VoxCPM2
VoxCPM2 is a 2B-parameter, tokenizer-free diffusion-autoregressive TTS model from OpenBMB. It synthesises 48 kHz studio-quality audio in 30 languages with three production modes: zero-shot, single-reference voice cloning, and natural-language voice design ("a young female voice, warm and gentle"). On Apple Silicon it runs natively via MLX in bf16, int8, or int4 — the int8 bundle round-trips through Qwen3-ASR with 0% WER on the 8-sentence test harness and ~RTF 1.0.
What it is
- 48 kHz output — the only on-device engine in this stack with studio sample rate. Every other TTS module maxes at 24 kHz.

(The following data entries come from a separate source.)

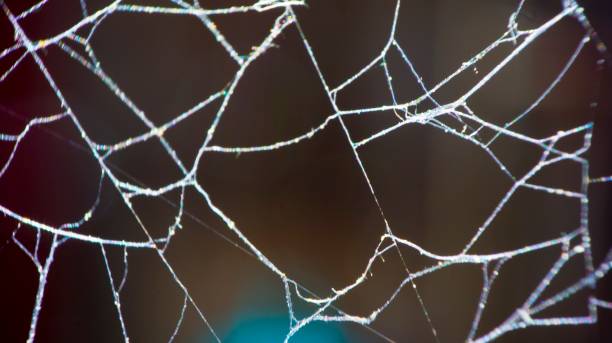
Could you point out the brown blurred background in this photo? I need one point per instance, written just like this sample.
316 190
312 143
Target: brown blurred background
307 206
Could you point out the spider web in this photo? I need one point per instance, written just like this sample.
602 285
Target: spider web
456 118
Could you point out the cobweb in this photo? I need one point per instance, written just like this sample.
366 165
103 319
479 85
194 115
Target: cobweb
456 118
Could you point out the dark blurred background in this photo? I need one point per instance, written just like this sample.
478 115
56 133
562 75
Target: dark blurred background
307 206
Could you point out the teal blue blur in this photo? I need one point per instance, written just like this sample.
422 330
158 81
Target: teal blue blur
272 329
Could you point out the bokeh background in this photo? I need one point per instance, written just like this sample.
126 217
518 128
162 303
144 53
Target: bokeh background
307 207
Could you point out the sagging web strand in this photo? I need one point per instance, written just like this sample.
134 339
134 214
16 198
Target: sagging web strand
75 43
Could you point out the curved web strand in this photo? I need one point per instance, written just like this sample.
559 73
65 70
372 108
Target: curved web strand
75 42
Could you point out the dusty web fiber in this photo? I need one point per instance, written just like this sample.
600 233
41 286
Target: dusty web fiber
40 239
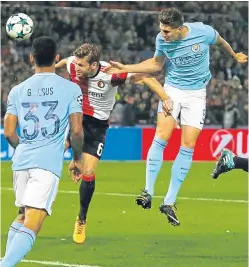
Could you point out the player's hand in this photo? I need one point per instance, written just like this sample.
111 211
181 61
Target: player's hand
75 169
167 106
115 68
240 57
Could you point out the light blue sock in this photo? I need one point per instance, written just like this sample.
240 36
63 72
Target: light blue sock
154 163
15 226
20 245
179 172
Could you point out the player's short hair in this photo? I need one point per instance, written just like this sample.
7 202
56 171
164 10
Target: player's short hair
91 51
44 51
171 17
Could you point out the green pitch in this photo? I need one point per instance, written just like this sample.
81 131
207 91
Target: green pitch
119 234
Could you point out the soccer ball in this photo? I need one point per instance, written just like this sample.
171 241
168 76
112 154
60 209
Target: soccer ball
19 26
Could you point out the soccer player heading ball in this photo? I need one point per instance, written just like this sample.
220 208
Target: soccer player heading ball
99 90
185 46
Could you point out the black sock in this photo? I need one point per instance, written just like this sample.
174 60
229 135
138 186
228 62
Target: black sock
86 191
241 163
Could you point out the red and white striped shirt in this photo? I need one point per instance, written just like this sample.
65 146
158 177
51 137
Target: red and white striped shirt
98 91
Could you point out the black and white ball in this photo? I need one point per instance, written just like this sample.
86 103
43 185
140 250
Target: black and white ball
19 26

- Voice design — natural-language style control:
--voxcpm2-instruct "young female voice, warm and gentle". None of the other engines expose this. - Voice cloning — single-reference cloning from a 16 kHz clip; "ultimate cloning" (reference audio + transcript) for prosody preservation.
- 30 languages — English, Chinese, Indonesian, Japanese, Korean, and more. Auto-detected from text.

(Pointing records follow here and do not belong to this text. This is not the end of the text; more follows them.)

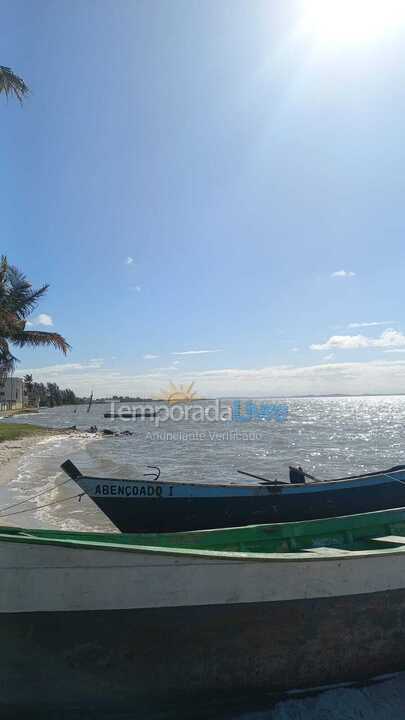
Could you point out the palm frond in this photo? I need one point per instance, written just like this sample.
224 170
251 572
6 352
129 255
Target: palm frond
12 84
22 298
35 338
7 360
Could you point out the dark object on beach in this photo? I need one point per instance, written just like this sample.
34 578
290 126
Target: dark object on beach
297 475
156 506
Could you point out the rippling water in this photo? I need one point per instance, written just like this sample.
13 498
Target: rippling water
327 436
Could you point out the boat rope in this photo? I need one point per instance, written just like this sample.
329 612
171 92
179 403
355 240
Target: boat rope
34 497
39 507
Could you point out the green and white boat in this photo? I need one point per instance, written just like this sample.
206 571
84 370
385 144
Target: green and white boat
134 620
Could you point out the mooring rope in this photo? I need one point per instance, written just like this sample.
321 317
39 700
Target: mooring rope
39 507
43 492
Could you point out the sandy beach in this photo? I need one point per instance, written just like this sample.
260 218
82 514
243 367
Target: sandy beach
12 450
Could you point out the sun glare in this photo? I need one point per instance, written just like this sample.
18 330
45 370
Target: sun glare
351 22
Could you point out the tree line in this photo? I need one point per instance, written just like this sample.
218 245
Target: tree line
49 395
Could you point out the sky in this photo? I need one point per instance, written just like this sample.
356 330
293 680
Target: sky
213 190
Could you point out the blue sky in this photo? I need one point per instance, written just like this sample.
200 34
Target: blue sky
242 154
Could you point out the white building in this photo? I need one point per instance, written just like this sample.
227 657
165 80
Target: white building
12 394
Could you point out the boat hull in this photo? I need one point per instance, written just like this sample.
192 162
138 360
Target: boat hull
148 658
98 627
148 507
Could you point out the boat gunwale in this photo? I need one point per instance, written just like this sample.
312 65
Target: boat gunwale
281 531
304 556
263 484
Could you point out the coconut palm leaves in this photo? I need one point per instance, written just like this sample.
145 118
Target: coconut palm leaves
17 301
11 84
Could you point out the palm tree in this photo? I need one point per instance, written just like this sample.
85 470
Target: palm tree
11 84
17 301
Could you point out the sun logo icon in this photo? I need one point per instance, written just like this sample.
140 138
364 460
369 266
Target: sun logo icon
179 393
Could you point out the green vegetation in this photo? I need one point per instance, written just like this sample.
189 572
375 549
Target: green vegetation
18 299
12 84
51 395
15 431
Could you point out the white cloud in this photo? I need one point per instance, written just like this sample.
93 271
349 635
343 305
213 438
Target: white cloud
41 319
196 352
388 339
372 324
383 376
343 273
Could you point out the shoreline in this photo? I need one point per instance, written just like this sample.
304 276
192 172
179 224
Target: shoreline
11 451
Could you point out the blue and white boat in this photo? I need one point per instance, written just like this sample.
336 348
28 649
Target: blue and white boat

- Apache 2.0 — model weights inherit upstream openbmb licence; our Swift port is the same.
Architecture
Five cooperating components produce a 48 kHz waveform:
| Component | Description |
|---|---|
| MiniCPM-4 base LM | 28-layer MiniCPM-4 with LongRoPE, GQA (16 Q / 2 KV heads, 128 head dim), and SwiGLU MLP. Conditions on text tokens + audio latents. |
| Residual LM | 8-layer MiniCPM-4 variant without rotary embeddings. Refines the base LM hidden state per generated audio patch. |
| FSQ + Local DiT estimator | Scalar-quantised hidden states drive a 12-layer Diffusion Transformer (V2) operating on 64-dim audio latents in patches of 4. CFG-zero-star Euler solver, 10 timesteps default. |
| AudioVAE V2 | Causal convolutional decoder. Reads 16 kHz reference audio + emits 48 kHz waveform (3× upsample baked in). |
| Stop head | Per-step binary classifier on the LM hidden state. Argmax = 1 ends generation after minTokens patches. |
Bundles
Three quantisation variants, all converted from upstream PyTorch via the openbmb/VoxCPM2 checkpoints. Quantisation applies to the Linear projections inside the LM / residual LM / DiT estimator / projection heads; the AudioVAE vocoder stays at fp16/bf16 because quantising it hurts audio quality.
| Bundle | Quantisation | Size | HuggingFace |
|---|---|---|---|
| bf16 | None (reference) | ~5.0 GB | aufklarer/VoxCPM2-MLX-bf16 |
| int8 | MLX QuantizedLinear, group size 64 | ~3.0 GB | aufklarer/VoxCPM2-MLX-int8 |
| int4 | MLX QuantizedLinear, group size 64 | ~1.9 GB | aufklarer/VoxCPM2-MLX-int4 |
Round-trip ASR (Qwen3-ASR 0.6B, 8-sentence harness, M-series Apple Silicon):
| Variant | WER | RTF |
|---|---|---|
| bf16 | 2.04 % | 1.38 |
| int8 | 0.00 % | 1.02 |
| int4 | 4.08 % | 0.83 |
int8 is the recommended default — it matches the upstream Python pipeline bit-for-bit on the LM path while being faster and 40 % smaller than bf16. int4 is the smallest bundle with acceptable WER for casual use.
Quick start
import VoxCPM2TTS
let tts = try await VoxCPM2TTSModel.fromPretrained() // defaults to bf16
let audio = try await tts.generate(text: "Hello from VoxCPM2.", language: "english")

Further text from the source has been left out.